I've always been involved in education: elementary, secondary, in the parish, in the retreat center and among people from the streets who haven't had the opportunity for classroom education. Here, from Hebron, West Bank, Palestinian territories, I've seen an urgent need to put my "teacher" hat on again and alert people in northwestern Ohio about what is really happening in this contentious area of the West Bank.
Previous columns I've written for the newspaper have dealt with checkpoints, restricted travel, unrestrained settler violence and harassment of the Palestinian community. I've challenged the reading audience to see with different eyes that which is not often printed in the United States. Though the Palestinians had nothing to do with the Holocaust of the Jews, though the Palestinians and pockets of Jews had lived peacefully together as neighbors here in Palestine before 1948, it has been the Palestinians who have had to surrender land, who have endured confinements behind the wall, who have foregone educational opportunities, medical services, familial ties due to the "security" needs of Israel and due to the spinelessness of Western nations in holding Israel accountable to international law.
There truly is camouflage verbiage used by the Israeli government in regard to "natural" growth in the settlements, in its insistence and "need" for Hamas to stop its Qassam rockets (homemade weapons which have killed seven Israelis in the last four years compared to several thousand Palestinians killed by the IDF) before the Israeli government will talk peace. This curtain of "security needs" which Israel hides behind is meant to pull the wool over the American people and others. When people throughout the world see the truth, there is danger their national governments no longer will pump funds into Israel for continued land confiscation, settlement building, demolition of Palestinian homes and construction of the wall.
This past week, the effects of this Israeli occupation came to my neighborhood again in zoom-like fashion. Each day, young boys sell trays of sweets throughout the Old City of Hebron. As Ahmad, a 13-year-old Palestinian boy, called out his chant for people to buy, a soldier at the Ibrahimi Mosque held his fingers over his lips and said, "Shh."
Ahmad continued to chant. This enraged the soldier, who then chased the boy at full speed down the road toward another checkpoint. Here, he caught the boy and beat him with fist and boot/knee. Other soldiers pulled the soldier off the boy while he continued to scream at the boy.

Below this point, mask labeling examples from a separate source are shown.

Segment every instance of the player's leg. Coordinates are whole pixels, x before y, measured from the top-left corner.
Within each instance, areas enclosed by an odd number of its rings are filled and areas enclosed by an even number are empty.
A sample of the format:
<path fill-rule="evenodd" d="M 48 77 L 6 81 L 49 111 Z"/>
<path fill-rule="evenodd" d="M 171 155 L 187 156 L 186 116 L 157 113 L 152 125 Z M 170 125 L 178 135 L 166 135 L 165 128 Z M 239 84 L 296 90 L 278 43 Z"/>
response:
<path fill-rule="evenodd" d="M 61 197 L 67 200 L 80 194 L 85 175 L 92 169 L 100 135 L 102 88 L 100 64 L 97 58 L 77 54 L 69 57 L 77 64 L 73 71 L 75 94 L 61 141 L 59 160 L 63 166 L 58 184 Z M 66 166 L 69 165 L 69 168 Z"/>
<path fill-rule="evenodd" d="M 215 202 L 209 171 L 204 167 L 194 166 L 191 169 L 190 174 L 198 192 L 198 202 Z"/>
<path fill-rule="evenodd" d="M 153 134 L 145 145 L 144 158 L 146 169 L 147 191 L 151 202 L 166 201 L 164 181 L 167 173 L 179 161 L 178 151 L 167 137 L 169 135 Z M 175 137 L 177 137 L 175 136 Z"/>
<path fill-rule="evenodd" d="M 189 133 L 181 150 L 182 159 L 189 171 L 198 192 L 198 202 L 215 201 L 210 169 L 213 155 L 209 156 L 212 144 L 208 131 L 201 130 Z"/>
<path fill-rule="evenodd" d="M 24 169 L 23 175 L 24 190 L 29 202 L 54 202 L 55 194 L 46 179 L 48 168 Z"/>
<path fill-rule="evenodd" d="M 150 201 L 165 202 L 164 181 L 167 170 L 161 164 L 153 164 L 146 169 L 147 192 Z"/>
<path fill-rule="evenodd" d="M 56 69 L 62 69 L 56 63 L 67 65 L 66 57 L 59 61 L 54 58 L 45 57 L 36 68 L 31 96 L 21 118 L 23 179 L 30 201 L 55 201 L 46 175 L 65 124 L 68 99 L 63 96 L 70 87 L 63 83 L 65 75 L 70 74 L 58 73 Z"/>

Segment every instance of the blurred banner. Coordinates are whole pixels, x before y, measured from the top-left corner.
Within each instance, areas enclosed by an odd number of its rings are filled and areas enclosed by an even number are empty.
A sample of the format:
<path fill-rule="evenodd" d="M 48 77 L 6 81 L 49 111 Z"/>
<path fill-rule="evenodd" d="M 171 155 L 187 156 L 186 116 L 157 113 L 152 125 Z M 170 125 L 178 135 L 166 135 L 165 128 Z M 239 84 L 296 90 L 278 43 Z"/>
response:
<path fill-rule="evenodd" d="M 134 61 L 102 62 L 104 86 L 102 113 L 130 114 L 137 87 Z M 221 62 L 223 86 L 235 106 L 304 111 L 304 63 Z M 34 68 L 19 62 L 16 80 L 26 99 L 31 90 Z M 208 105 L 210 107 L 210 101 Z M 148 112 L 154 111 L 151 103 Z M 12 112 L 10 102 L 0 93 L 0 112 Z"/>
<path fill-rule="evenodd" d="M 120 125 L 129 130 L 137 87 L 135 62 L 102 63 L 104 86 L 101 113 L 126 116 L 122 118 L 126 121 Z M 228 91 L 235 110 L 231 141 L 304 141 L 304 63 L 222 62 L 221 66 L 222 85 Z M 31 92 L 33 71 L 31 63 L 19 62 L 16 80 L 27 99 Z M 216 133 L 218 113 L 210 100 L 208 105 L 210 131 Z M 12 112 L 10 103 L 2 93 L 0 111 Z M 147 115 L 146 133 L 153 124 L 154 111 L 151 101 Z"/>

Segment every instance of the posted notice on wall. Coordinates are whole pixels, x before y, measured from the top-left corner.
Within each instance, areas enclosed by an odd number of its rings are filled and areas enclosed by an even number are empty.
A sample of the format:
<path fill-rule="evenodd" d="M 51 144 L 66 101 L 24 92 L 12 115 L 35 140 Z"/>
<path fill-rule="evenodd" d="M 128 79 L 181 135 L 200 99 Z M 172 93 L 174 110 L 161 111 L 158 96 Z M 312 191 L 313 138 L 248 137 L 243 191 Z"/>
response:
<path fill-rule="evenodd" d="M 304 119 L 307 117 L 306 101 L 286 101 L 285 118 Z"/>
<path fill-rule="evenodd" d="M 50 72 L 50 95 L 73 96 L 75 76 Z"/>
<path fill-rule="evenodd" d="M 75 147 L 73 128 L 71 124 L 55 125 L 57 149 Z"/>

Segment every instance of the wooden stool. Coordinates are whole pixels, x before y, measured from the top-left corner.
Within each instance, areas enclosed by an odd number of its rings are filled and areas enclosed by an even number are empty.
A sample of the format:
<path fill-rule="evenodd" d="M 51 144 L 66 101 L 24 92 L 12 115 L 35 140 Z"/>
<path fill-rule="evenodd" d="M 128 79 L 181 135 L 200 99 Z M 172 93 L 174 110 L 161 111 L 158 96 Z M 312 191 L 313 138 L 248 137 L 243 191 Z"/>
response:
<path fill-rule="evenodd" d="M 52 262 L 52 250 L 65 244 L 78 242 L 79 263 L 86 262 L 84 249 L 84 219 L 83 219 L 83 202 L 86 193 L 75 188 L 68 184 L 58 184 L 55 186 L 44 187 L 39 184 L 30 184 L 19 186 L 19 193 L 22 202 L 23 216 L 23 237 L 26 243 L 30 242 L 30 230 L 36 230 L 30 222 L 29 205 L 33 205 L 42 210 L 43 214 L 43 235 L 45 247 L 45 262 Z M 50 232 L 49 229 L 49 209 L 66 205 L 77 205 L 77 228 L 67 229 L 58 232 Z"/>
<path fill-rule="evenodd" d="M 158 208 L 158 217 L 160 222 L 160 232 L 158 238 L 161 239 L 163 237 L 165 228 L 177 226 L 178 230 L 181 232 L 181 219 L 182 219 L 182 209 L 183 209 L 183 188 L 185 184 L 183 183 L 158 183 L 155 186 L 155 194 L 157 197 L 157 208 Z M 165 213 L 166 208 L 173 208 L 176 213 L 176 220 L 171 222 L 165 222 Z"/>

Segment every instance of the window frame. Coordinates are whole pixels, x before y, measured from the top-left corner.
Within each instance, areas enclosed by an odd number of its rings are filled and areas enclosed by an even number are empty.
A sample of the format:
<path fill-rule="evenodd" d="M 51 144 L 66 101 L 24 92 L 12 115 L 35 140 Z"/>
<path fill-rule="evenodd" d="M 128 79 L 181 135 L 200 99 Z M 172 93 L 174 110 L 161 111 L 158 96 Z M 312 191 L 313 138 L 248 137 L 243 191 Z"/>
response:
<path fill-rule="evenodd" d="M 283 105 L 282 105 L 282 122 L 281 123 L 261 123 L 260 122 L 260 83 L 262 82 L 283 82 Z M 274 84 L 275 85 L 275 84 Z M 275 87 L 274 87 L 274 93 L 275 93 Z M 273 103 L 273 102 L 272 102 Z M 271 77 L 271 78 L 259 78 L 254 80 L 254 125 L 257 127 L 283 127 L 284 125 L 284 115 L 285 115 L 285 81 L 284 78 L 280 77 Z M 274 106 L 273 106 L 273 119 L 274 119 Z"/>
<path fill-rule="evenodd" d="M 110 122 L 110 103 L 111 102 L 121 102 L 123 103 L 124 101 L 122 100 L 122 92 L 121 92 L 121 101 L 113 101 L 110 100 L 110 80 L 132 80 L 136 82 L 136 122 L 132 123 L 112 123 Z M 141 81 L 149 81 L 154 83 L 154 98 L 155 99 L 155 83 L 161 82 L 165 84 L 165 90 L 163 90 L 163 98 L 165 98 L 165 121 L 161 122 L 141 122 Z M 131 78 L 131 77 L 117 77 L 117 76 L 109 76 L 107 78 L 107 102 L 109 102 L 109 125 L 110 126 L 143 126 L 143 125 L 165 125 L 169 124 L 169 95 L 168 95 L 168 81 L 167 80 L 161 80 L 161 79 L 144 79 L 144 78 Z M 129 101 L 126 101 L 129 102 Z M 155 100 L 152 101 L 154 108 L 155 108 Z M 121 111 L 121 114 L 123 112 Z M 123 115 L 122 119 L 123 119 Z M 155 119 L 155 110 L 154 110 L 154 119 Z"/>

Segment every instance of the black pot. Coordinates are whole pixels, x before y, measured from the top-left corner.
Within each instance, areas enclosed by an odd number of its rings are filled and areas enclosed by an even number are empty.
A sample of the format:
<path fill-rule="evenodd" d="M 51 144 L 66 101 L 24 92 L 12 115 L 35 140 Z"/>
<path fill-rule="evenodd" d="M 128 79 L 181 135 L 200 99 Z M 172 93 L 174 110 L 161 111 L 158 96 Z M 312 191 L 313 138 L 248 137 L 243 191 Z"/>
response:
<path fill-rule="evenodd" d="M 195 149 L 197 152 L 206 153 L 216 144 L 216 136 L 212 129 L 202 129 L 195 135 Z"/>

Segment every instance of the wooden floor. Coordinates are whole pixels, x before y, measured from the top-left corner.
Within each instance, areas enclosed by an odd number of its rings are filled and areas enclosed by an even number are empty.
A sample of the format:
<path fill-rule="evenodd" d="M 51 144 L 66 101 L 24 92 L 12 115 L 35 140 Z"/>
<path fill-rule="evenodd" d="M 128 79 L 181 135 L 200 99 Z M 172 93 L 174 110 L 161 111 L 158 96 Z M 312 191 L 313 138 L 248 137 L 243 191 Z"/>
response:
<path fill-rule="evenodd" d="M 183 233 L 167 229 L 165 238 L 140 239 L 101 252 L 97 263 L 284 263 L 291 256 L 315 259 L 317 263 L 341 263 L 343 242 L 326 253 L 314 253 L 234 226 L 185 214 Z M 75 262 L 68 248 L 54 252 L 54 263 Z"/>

The Palestinian boy crouched against the checkpoint barrier, crying for help. Shopkeepers gathered, examined the boy's injuries and asked Christian Peacemaker Tem members to alert the police. A policeman and the captain of the soldier examined the boy, and heard his and shopkeepers' testimonies. The boy then went for medical attention.
Like other peace groups, we publish this information on our Web site, CPT.org, hoping people like yourselves will take the time to learn of the misery the occupation inflicts upon Palestinians.
Sister Paulette Schroeder of St. Francis in Tiffin is a member of the Christian Peacemaker Team in Hebron, Palestine, for the next several years.